Dropout and training reproducibility

dadaddapyer · March 14, 2022, 2:21pm

Hi,

I just noticed that if I want to save a model and load to continue the training, dropout is the problem.
I save everything I could save in order to continue the training precisely.
I saved the followings:

        "net": self.net.state_dict(),
        "optimizer": self.optimizer.state_dict(),
        "scheduler": self.scheduler.state_dict(),
        'train_data_provider': self.train_data_provider.get_state(),
        'test_data_provider': self.test_data_provider.get_state(),
        'torch_random': torch.get_rng_state(),
        'torch_cuda_state': torch.cuda.get_rng_state()}

But I found I still can not reload the net from epoch 10, for example, and produce the same results. Then I looked into my network, I found that the dropout layer is the fundamental problem. If I remove it, the procedure is exactly the same after loading the pre-trained weights.
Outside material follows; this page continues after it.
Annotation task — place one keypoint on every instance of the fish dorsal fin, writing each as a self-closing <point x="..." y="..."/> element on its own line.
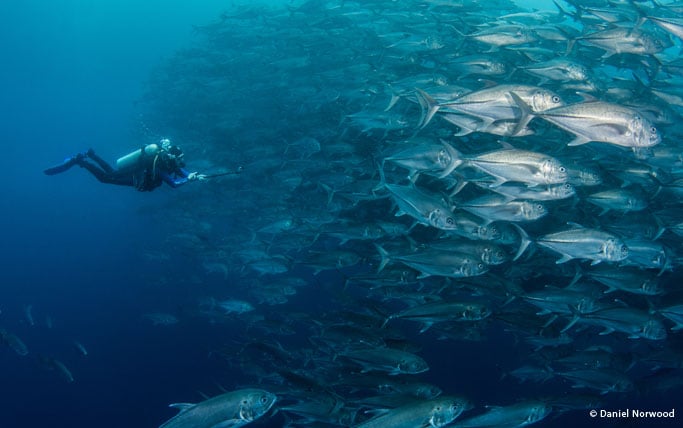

So, I hope that PyTorch could make modifications such that we could save the state of the generator of dropout and load it when we use the function net.state_dict().

Best regards

ptrblck · March 14, 2022, 7:58pm

I don’t think the dropout layer uses an own generator or seeding but is reusing the “global” state.
If you want to reproduce deterministic behavior when starting from a specific epoch you could try to set the global seed in each epoch.